Il s'agit, pour notre auteur, d'un domaine "méthodologiquement problématique", que cette philosophie du droit français. Ceci étant aggravé par le caractère épigonal de la production juridique française, que met en évidence par exemple, sa difficulté d'adaptation à un droit européen en formation... Cette situation dérive plus ou moins directement de positions divergentes des théories qui s'opposent sur la scène internationale. A travers parfois des circonvolutions rhétoriques permettant à des juristes de s'appuyer pour une même doctrine ou interprétation de doctrine sur des théories radicalement opposées... Dans le cas des juristes français qui s'interdisent de confronter les décisions aux données qui les régissent, et qui mettent en avant plus des stratégies déclaratoires dans des débats juridiques concrets que des raisonnements reposant sur ce que disent réellement les textes. "SI le juge constitutionnel affirme par exemple, écrit-il, que la Constitution contient un principe de "dignité humaine", alors la Constitution contient un principe de "dignité humaine", même si la Constitution française ne contient en fait, contrairement à la Constitution allemande, nullement un tel principe." Ce genre de stratégie déclaratoire s'appuie sur deux théories radicalement opposées.

- L'une est principalement importée des Etats-Unis, en tout cas dans sa forme contemporaine, la théorie de la "seule solution juste" élaborée par Ronald DWORKIN (1931-2013), philosophe américain, spécialiste de la philosophie du droit, qui cherchait à fournir un appui philosophique à la jurisprudence - alors - progressiste de la Cour Suprême américaine : selon lui les principes existent parce que le juge s'y réfère et leurs applications existent parce qu'il les élabore... Cela vient de la tradition qui donne aux juges, suivant une hiérarchie très savante, le pouvoir de dire le droit et d'orienter les solutions aux multiples conflits qu'on leur soumet.

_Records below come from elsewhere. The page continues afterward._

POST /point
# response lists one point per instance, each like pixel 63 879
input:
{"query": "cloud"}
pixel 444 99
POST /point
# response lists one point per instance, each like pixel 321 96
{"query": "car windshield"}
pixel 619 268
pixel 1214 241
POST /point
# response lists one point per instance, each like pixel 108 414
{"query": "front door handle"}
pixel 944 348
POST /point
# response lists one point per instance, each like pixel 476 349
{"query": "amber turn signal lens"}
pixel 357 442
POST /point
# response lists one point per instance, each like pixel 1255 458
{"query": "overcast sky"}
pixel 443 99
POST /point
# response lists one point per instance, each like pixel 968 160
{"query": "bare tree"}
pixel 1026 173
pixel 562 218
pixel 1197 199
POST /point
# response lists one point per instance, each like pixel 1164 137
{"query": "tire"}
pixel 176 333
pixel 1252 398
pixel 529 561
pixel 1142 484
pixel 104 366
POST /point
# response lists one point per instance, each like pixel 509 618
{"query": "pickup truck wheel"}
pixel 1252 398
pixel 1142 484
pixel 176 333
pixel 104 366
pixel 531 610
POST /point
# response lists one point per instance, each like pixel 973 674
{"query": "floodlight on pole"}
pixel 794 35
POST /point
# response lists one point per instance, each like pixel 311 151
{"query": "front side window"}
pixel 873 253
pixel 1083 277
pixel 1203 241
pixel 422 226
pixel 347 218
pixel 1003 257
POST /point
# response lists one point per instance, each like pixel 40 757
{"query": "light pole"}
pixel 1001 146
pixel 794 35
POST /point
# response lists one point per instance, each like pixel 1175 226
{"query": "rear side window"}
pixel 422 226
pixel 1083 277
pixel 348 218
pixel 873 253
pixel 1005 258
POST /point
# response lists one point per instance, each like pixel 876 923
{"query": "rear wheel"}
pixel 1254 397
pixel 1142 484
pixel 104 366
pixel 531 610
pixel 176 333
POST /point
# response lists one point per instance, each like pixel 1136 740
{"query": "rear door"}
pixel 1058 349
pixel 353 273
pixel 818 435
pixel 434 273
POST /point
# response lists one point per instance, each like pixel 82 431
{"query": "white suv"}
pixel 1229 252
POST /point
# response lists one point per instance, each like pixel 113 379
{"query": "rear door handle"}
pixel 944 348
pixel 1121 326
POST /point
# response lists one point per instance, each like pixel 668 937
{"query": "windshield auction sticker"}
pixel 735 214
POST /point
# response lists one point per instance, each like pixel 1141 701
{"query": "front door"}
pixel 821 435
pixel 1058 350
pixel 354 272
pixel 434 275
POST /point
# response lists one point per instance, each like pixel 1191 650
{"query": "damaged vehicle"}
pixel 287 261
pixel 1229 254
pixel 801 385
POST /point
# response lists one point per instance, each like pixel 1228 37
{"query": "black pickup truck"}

- L'autre, élaborée en France, part d'une critique radicale de toute idée de solution unique. C'est celle de l'école dominante dans le paysage universitaire français, l'oeuvre de Michel TROPER (né en 1938), juriste et professeur de droit à l'Université Paris X,  et de l'école dite de la "théorie réaliste de l'interprétation".

Otto PERSMANN toujours explique que "alors que les théories nomativistes et les théories réalistes se présentent comme indifférentes par rapport au contenu du droit que tant les unes que les autres entendent analyser de la manière la plus objective possible et donc sans confondre des positions normatives subjectives avec l'objet normatif qu'est le droit positif, d'autres écoles se préoccupent principalement du contenu des normes." Il estime qu'il s'agit là plus de philosophie politique que d'analyse du droit, ce qu'on penser, selon nous, relever plus d'une "conscience professionnelle", d'une "justification de statut et de pouvoir" que d'une véritable philosophie, qui ne se comprendrait pas de se fier uniquement à la forme des doctrines...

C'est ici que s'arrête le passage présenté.